Even 33 years after reunification, traces of division remain visible. This is a core message of this year’s report “On the State of German Unity”, which the Federal Government’s Eastern Representative Carsten Schneider presented in Berlin. Although many structural differences between East and West Germany have been reduced, “many East and West Germans continue to assess the situation in the country differently,” it says.

“Further strengthening unity is the task of all democrats in Germany in the coming years,” emphasized Schneider in the introduction to the report, which was discussed in the Federal Cabinet this morning. The establishment of Germany’s internal unity is “a continuous process of mutual understanding” and therefore remains “a permanent task.”

The report cites the equalization of pension values ​​in East and West as progress in bringing living conditions closer together. Also mentioned is the replacement of many special programs through their integration into a “all-German funding system based on objective indicators”. Where there are structural differences, these are now often within eastern or western German regions, for example between large cities and their suburbs on the one hand and rural regions on the other.
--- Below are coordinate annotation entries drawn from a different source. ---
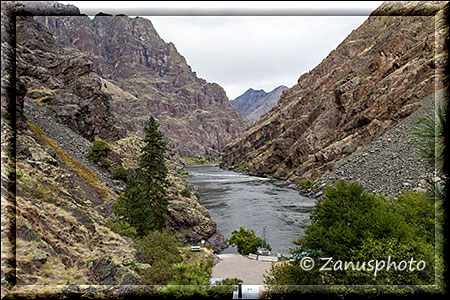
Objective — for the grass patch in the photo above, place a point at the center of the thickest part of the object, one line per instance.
(85, 173)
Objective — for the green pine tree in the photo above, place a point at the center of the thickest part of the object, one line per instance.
(144, 203)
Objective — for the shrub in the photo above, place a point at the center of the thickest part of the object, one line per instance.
(99, 151)
(246, 240)
(306, 184)
(120, 173)
(160, 250)
(186, 193)
(350, 225)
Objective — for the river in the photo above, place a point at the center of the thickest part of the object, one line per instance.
(234, 199)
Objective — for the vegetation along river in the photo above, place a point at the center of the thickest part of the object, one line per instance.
(234, 199)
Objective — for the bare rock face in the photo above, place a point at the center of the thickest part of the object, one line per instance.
(370, 82)
(195, 115)
(56, 203)
(63, 82)
(254, 103)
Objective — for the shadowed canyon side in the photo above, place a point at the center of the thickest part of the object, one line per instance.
(372, 80)
(254, 103)
(153, 78)
(56, 229)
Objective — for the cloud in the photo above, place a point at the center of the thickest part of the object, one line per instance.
(254, 52)
(241, 52)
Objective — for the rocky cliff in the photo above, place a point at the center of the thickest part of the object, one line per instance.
(372, 80)
(56, 203)
(254, 103)
(195, 115)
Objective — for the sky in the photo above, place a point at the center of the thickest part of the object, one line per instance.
(241, 46)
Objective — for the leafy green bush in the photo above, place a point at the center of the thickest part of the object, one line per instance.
(186, 193)
(306, 184)
(351, 225)
(121, 227)
(160, 250)
(120, 173)
(99, 151)
(246, 240)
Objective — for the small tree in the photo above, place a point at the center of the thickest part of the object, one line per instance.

The associated influences often overshadowed “the different past experiences in East and West”.

Reduction of East Germany to the AfD

However, it is also a fact that “a higher proportion of people in rural regions in East Germany live in an environment that is characterized by a stagnating or shrinking population, by different family structures and by a lower level of facilities and services of general interest,” notes the Report to. Many challenges across Germany, also in connection with digitalization or accessible health care, therefore appeared “in parts of East Germany as if in a magnifying glass.” The report critically notes that the proportion of East German managers is increasing, but remains well below the East German population share of around 20 percent.

With regard to the AfD’s high poll numbers in East Germany, Schneider said that many citizens were adopting a “defiant attitude” that he could “partly understand.” But even in its home state of Thuringia, the AfD is “far from being a mass organization.”
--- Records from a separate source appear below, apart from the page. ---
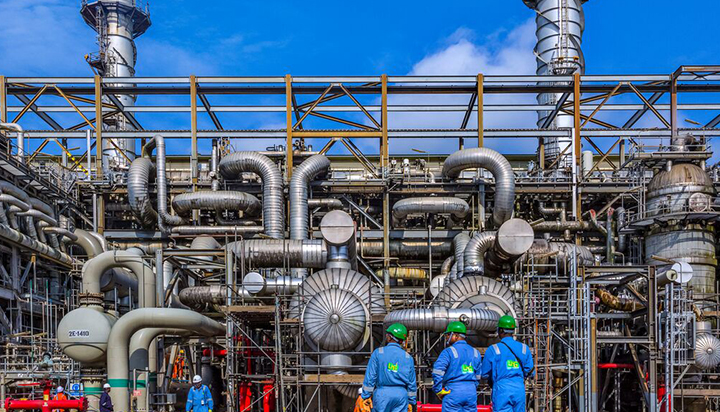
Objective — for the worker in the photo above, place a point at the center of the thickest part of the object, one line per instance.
(199, 397)
(456, 373)
(390, 384)
(59, 396)
(506, 366)
(105, 400)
Reducing East Germany to the AfD alone would not do justice to the issue, emphasized Schneider when presenting the report. He even has the impression that this actually helps the AfD. State elections will take place next year in Saxony, Thuringia and Brandenburg. According to recent polls, the AfD could emerge as the strongest party in all three elections.

“Report on German unity is a missed opportunity”

The report also points to a significantly higher prevalence of anti-immigrant attitudes in the East, according to surveys, as well as higher numbers of cases of right-wing, racist and anti-Semitic violence there. However, the proportion of people with a migration history in East Germany was in the single digits in all federal states (except Berlin) in 2022 and thus well below the national average of a good 24 percent. Criticism of the report came from the CDU/CSU parliamentary group.

“The report on German unity is a missed opportunity to highlight the positive developments in East Germany,” explained Union parliamentary group vice-president Sepp Müller. “On the other hand, the report also lacks any impulses for the regions that are undergoing structural change or initiatives for better medical care in rural areas. The income and wealth gap between East and West is completely unmentioned.” The left-wing politician Sören Pellmann called the federal government’s record on East Germany “devastating”. He called on Schneider to “finally present concrete plans” to achieve equalization in economic power and wages.